Final consumer goods are quite often, in public perception, (mis)understood as constituting the biggest chunk of Indian imports from China. While the absolute numbers definitely seem large, what do the facts suggest?
Based on the Broad Economic Classification categories, goods for final consumption, in 2020, accounted for 7.48% of imports from China. However, about 63% of imports were in the intermediate consumption category, which is defined as “goods and services used up in the course of production within the accounting period”. The import of capital goods comprised 16% of imports from China. As things stand, about 80% of imports from China are used in the production process.

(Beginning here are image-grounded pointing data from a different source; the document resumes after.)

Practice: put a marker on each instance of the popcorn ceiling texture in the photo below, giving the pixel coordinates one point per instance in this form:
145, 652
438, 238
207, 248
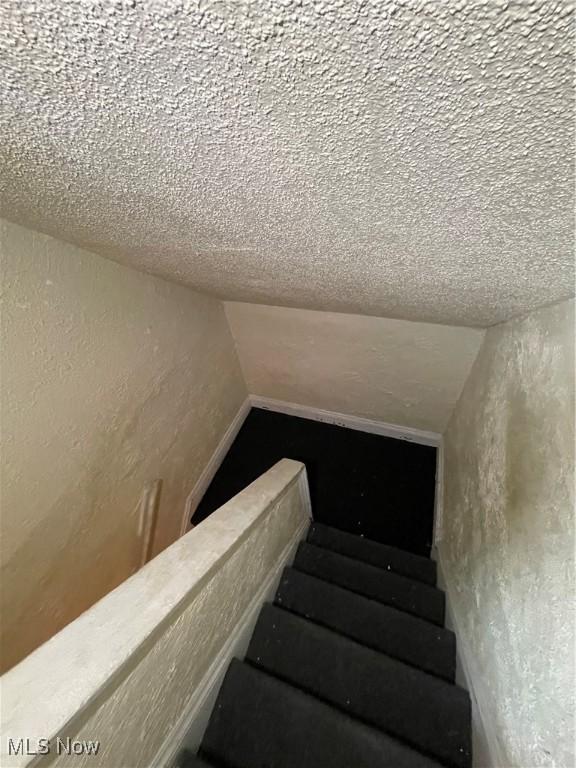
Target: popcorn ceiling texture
110, 380
508, 534
389, 370
406, 158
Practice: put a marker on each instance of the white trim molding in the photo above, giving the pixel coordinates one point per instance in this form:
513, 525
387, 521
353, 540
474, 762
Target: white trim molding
437, 531
360, 423
201, 485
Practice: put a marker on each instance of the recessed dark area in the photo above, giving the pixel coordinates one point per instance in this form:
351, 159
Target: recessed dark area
374, 486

Another finer level of analysis resorts to examining the trade in parts and components (P&C) — items such as blades, engines, electronic instruments, motors, which aggregate or supplement larger final goods such as gas turbines or mobile cranes. India’s share of imports in this category over the years has been fairly low and steady, hovering around the 10% mark.
But over the course of the last two decades, the share of P&C in imports from China rose from about 12% in 1998 to about 22% in 2020. Similarly, the share of China in India’s P&C imports rose from a paltry 5% in 2001 to about 35% in 2021. In summary, what we observe is an increased Chinese role in the Indian production process. Ironically, China itself sources a lot of inputs from the East Asian economies with which it holds deficits.
Are there any policy options to reduce this deficit? Resorting to taxing these intermediate goods heavily and/or trying to produce them domestically would be returning to the early import-substitution years (an economic disaster). Neither can one source these inputs from other countries easily — China has a proximity privilege, which, in trade empirics, is a strong determinant of bilateral trade flows.
Unless transport costs are enormously reduced, it makes no economic sense to source these from other countries. And even if the government were to tax final consumer goods, it would not be adequate to correct the deficit.